On one hand, in 1998, L'Oral bought the "SoftSheen" line from Carson Products, a black-owned hair care firm, and it has maintained the line without a problem. On the other, in 2008, it featured Beyonce Knowles in its Feria hair color ads — and endured a storm of outrage on black social media sites. Bloggers were convinced the company had lightened Knowles' skin to appeal to a more mainstream aesthetic. L'Oral emphatically denied that, saying in a statement that "it is categorically untrue that L'Oral Paris altered Ms. Knowles' features or skin tone." But suspicion continued.

Smikle says L'Oral will have to master its learning curve as it reaches out to new customers, but — to paraphrase the company's motto — it'll be worth it.
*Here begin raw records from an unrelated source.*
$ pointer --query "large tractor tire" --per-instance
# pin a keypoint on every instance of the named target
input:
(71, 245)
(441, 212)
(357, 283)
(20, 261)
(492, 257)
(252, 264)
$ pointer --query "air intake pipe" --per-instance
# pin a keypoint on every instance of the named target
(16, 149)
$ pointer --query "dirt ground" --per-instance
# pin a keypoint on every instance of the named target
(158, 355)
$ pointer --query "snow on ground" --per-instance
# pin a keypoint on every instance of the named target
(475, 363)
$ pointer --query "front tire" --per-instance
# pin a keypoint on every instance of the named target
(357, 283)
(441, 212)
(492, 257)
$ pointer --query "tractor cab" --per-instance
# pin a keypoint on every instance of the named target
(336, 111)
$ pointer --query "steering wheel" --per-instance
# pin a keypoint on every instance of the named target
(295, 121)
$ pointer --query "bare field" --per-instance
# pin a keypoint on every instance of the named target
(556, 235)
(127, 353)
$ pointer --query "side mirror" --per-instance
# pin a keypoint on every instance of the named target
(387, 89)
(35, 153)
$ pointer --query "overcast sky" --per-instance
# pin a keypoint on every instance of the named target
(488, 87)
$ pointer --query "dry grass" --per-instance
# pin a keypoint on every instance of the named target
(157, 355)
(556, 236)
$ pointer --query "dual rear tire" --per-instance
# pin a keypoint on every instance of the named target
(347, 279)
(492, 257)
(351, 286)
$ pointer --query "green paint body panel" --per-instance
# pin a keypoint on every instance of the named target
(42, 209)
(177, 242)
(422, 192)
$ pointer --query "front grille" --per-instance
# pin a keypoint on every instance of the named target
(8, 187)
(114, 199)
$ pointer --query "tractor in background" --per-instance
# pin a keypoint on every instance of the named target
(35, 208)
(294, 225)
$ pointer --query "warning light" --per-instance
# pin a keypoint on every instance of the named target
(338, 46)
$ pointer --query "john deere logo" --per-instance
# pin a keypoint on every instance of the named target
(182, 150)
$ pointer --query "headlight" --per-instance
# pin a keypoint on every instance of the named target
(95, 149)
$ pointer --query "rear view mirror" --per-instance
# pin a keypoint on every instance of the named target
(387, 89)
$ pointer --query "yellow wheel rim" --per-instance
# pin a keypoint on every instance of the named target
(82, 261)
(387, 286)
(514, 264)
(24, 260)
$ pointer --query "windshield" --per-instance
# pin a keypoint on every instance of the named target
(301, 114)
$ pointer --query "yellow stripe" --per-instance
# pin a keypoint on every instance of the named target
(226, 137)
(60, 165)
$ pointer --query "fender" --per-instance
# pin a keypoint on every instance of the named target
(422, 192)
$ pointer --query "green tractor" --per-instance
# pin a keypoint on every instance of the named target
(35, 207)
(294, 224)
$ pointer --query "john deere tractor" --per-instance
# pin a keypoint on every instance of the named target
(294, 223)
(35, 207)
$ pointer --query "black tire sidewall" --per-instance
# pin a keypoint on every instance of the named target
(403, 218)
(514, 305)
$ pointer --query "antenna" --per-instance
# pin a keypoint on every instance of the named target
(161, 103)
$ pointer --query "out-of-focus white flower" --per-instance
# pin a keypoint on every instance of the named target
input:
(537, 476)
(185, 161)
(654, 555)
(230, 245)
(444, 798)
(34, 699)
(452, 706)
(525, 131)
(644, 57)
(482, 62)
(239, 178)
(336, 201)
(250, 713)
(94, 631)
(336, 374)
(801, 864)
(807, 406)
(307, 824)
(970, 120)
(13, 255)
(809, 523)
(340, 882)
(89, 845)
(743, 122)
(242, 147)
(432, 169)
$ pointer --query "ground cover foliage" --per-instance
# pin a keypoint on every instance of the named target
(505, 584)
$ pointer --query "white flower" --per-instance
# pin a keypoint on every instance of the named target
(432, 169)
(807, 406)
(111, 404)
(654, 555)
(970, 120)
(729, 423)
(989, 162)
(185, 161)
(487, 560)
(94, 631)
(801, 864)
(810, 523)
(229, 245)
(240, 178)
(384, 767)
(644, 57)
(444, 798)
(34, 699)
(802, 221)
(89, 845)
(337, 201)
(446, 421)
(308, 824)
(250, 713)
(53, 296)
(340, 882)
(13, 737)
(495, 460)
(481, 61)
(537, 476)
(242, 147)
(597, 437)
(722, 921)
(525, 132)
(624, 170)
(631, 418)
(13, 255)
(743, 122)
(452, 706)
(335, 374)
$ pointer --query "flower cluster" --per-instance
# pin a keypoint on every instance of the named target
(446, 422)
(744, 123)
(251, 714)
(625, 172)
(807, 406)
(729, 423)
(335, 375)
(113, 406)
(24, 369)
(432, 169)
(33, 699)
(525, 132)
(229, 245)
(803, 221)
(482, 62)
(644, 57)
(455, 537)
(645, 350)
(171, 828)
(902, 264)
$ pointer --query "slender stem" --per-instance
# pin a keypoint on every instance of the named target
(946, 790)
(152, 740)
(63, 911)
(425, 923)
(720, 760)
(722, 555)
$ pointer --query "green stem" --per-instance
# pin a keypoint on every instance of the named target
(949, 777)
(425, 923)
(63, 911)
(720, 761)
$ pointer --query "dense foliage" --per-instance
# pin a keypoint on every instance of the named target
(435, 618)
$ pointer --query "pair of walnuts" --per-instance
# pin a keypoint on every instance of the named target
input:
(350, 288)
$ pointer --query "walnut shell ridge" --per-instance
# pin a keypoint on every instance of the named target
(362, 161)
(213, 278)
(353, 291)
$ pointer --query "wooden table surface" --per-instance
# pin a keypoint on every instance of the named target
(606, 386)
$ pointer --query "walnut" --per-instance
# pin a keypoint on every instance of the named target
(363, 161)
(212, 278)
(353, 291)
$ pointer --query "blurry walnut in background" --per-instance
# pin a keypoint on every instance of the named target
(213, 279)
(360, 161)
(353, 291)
There are women of color here and beyond the U.S. who are just waiting for cosmetics made with them in mind.

"This is a good deal," Smikle asserts. "It's a good deal for the industry and it's certainly a good deal for those who are loyal customers of Carol's Daughter."

And probably a good deal for Lisa Price, who, L'Oral says, will still have a role in the company. Now the brand that she started in her kitchen will reach women around the world, and her products will be on shelves for a long time to come.

Correction Oct. 24, 2014

A previous Web version of this story incorrectly said that Carol's Daughter filed for Chapter 11 bankruptcy protection. It was actually Carol's Daughter Stores LLC that filed.